It’s funny how attached we become to objects. Generally, I’m not the kind of person who gets upset at the loss of things — they are just things after all — but my geeky side adores products that combine form and function in a pleasing whole.
While at the gym during the week I started my Creative Zen V Plus MP3 player, as I always do at the beginning of my workout. By accident I turned on the recording function, attempted to stop it, didn’t do that so well, so I just shut down the Zen instead, planning to re-start it. Alas, alack, my Zen crashed. There is an appropriate analogy in that last sentence. The workout seemed more of a chore without my music. I found it hard to attain the right mood without it.

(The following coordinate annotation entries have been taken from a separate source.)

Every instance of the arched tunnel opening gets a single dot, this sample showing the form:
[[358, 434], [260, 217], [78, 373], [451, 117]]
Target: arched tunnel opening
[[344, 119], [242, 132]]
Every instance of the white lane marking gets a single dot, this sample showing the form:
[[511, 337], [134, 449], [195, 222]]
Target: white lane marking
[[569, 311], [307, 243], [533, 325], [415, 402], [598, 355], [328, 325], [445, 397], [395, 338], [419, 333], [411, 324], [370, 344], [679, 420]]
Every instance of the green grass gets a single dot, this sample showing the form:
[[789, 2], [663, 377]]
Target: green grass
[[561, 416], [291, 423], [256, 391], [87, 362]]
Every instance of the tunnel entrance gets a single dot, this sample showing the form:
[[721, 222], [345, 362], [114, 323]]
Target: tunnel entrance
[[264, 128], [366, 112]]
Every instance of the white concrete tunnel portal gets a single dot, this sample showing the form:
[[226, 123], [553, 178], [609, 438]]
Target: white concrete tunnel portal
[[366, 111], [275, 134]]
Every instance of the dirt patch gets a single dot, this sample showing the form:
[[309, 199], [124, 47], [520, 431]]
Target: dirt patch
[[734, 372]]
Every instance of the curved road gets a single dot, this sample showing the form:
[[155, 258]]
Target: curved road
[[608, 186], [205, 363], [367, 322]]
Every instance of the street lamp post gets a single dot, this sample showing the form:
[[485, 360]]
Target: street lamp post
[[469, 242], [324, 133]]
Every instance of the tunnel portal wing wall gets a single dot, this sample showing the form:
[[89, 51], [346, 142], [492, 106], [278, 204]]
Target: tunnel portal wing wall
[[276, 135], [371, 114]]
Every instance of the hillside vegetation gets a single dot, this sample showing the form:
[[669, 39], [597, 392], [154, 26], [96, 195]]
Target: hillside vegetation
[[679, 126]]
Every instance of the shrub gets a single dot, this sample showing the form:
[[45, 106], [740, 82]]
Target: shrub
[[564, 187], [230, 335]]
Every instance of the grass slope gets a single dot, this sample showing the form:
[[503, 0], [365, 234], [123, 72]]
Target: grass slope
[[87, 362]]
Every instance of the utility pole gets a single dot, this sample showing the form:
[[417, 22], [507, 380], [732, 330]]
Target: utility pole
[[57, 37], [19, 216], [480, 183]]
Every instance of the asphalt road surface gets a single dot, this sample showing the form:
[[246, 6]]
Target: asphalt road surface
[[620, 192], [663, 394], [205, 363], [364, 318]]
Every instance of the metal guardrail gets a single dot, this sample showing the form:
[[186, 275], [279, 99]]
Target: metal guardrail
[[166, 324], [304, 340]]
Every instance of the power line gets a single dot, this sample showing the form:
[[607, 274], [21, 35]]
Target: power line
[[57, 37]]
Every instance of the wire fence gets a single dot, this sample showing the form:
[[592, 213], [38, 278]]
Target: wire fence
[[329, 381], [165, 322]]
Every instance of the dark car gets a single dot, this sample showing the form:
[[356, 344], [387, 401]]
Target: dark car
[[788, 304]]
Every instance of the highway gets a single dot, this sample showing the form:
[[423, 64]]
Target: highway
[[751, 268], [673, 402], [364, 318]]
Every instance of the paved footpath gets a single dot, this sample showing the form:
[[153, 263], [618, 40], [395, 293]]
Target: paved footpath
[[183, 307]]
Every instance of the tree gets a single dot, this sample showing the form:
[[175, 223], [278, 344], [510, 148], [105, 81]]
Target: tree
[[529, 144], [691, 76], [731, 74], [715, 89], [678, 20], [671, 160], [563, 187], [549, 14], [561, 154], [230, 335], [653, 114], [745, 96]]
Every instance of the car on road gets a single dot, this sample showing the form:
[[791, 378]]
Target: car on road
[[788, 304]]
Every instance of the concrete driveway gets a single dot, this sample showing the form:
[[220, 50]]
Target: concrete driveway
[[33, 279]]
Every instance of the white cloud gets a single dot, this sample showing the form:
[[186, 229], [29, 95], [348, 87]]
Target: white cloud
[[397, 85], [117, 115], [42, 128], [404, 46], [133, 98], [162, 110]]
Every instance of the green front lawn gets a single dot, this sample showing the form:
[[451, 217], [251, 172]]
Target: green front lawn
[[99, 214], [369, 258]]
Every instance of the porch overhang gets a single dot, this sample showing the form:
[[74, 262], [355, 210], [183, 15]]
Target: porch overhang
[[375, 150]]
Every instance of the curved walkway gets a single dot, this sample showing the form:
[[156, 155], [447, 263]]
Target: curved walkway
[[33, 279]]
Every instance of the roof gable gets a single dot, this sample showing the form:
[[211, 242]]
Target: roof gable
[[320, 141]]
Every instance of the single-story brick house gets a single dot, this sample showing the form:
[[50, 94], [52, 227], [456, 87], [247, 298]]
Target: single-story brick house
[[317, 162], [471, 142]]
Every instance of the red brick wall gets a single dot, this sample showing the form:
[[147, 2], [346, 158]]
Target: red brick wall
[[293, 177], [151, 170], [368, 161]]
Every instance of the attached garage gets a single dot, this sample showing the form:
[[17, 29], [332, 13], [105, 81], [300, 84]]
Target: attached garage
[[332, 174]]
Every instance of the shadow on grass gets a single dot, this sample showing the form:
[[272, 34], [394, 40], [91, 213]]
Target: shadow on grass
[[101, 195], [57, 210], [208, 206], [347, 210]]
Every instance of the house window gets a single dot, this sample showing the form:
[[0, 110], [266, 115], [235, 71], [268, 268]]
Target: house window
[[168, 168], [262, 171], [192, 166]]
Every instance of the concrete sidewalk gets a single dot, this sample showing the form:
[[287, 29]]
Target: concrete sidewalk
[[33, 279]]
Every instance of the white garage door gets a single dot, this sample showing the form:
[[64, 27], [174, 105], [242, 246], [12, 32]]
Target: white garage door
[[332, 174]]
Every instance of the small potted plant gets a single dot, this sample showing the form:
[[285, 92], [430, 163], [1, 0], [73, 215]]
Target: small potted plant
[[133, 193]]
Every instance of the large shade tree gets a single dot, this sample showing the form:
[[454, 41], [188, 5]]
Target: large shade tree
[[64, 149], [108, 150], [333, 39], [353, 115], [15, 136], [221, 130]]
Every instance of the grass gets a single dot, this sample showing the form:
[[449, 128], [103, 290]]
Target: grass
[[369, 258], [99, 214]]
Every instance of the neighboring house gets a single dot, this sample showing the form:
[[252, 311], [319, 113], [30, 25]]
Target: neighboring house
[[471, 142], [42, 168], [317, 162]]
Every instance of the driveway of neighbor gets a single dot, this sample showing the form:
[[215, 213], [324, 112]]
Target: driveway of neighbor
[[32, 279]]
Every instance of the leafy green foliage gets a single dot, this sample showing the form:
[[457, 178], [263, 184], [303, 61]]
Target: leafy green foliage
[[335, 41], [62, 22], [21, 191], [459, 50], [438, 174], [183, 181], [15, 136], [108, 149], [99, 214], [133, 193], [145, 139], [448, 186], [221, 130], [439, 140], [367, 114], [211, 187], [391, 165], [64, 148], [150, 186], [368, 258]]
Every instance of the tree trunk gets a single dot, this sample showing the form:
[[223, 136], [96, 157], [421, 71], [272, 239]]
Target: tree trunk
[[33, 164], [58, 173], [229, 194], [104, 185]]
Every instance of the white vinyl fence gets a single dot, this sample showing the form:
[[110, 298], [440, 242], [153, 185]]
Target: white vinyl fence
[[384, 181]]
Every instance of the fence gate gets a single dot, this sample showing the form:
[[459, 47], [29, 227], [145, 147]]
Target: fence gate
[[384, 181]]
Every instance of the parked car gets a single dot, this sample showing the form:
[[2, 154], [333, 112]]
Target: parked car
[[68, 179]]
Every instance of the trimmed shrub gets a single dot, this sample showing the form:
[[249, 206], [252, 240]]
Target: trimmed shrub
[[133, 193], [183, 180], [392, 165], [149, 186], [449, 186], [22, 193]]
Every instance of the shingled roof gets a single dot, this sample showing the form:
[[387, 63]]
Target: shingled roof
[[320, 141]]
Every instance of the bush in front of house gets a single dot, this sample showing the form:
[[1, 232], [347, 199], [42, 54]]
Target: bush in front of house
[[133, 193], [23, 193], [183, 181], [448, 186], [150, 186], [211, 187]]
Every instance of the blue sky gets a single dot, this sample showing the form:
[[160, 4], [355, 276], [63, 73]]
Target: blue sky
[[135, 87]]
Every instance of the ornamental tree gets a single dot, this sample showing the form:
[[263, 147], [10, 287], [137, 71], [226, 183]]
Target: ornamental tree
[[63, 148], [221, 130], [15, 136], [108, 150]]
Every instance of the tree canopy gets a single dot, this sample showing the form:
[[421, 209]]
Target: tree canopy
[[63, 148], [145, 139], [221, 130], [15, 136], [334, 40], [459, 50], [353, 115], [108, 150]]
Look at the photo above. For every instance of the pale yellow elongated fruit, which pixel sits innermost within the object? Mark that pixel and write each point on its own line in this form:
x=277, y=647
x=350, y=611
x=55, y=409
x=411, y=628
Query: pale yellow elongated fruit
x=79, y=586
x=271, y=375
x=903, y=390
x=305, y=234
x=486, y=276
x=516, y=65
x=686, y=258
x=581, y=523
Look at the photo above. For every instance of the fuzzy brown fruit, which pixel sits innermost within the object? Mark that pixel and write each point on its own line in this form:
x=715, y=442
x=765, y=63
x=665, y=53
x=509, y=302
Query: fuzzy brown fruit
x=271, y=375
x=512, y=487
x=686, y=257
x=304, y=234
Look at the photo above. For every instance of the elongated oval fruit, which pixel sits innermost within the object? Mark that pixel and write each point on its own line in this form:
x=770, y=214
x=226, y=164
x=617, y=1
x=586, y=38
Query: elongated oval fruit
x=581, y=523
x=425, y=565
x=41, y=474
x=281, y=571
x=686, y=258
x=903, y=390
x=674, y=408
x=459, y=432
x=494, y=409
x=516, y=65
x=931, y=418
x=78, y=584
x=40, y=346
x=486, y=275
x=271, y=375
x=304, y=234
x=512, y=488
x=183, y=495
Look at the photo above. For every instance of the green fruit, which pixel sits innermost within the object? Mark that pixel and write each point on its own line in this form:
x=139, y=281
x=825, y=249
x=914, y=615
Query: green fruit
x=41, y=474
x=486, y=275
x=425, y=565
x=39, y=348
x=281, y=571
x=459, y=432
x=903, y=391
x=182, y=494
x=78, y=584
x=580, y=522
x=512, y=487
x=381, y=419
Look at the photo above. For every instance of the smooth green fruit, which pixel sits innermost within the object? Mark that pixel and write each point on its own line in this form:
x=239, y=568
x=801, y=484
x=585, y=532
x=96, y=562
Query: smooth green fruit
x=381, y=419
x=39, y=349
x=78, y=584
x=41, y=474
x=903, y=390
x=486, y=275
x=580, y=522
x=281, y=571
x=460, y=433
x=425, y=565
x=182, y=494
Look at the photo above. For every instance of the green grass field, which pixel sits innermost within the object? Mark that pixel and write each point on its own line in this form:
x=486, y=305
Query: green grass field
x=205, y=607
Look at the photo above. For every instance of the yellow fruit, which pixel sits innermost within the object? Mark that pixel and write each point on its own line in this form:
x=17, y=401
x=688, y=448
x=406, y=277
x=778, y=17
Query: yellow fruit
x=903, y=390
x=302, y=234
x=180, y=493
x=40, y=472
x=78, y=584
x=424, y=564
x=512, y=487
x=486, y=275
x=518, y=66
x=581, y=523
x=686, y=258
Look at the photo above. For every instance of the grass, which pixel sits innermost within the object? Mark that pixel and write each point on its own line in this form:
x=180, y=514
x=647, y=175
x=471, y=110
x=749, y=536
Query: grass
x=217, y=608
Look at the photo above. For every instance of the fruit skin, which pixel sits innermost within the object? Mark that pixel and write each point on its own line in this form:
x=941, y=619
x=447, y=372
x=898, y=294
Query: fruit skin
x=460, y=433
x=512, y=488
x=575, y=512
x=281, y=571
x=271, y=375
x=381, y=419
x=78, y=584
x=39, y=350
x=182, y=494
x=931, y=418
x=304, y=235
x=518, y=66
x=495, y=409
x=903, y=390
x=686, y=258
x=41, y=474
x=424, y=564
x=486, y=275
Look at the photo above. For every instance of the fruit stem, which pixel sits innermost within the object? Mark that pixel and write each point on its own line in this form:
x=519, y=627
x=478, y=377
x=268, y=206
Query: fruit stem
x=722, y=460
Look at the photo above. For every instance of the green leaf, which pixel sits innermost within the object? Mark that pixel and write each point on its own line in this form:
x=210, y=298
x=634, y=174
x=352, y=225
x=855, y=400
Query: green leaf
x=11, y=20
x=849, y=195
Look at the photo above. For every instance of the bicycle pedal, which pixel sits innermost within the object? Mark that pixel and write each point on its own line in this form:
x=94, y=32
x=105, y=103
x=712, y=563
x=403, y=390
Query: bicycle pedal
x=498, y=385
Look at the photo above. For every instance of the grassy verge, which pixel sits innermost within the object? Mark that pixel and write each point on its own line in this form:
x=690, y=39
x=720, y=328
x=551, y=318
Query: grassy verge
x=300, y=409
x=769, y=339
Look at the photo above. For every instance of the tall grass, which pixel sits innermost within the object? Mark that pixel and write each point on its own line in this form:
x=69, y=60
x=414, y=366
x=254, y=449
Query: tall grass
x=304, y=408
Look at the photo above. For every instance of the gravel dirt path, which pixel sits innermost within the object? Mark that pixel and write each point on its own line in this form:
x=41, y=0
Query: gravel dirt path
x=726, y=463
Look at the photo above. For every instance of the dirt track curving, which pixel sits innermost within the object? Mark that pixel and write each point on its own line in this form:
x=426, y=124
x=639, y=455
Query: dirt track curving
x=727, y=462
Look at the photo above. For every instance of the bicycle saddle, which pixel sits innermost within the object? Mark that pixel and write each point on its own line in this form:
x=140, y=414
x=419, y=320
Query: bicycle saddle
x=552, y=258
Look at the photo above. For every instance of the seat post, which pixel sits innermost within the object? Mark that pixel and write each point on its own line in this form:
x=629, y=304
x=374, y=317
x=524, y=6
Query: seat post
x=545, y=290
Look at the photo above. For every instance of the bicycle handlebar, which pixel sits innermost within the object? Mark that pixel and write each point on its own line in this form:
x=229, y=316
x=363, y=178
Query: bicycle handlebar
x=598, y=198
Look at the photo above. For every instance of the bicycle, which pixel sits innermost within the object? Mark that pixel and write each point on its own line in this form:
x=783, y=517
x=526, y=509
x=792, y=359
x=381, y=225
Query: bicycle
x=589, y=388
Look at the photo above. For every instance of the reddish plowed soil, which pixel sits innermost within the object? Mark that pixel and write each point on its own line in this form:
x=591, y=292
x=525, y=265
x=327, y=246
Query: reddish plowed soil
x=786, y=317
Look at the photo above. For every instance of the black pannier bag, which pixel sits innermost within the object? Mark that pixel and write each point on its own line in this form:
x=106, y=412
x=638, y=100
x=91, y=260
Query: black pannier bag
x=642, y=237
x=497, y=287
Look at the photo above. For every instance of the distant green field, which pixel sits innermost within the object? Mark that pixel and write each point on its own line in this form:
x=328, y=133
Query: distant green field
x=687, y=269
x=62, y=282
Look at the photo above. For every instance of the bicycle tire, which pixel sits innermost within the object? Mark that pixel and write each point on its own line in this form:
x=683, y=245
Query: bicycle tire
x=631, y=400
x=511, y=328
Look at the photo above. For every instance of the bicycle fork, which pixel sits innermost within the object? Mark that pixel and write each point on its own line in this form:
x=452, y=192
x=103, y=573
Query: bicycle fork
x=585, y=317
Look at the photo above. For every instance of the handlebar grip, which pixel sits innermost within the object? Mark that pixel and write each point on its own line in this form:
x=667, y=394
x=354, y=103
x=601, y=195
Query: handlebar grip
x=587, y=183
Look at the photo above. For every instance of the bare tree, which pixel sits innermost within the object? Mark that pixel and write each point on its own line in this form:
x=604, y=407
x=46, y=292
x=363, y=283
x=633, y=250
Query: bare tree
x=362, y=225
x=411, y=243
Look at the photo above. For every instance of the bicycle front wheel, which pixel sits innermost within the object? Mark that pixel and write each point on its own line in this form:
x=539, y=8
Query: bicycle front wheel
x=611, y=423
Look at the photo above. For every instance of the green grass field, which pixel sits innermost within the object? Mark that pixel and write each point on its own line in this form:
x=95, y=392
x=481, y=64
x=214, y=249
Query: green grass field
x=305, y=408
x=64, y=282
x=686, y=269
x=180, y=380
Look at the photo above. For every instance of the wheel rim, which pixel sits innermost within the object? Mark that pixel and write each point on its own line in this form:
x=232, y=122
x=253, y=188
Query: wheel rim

It took several days of patient negotiation with my Zen for it to get over its sulk at my mashing of its buttons. Now, it has upgraded firmware, which I hope will stave off the chance of future crashes, and I can face going into the gym again. I would have been very disheartened if I had to return the Zen for service. It’s become an important aid.
While contemplating my attachment to my Zen, I realised that I would be equally discombobulated if my laptop became problematic. I’ve had it two years, and in that time I’ve used it to write a couple of scripts, and lots of short stories. It doesn’t get as much daily use as my desktop computer, but I think of the laptop as my writing machine (even when I cheat on it and use the desktop to write). It’s the piece of equipment that got me through Clarion West last year without a hiccup. I treat it with care and ensure it’s updated regularly. No games clutter its memory. It’s for writing and research only.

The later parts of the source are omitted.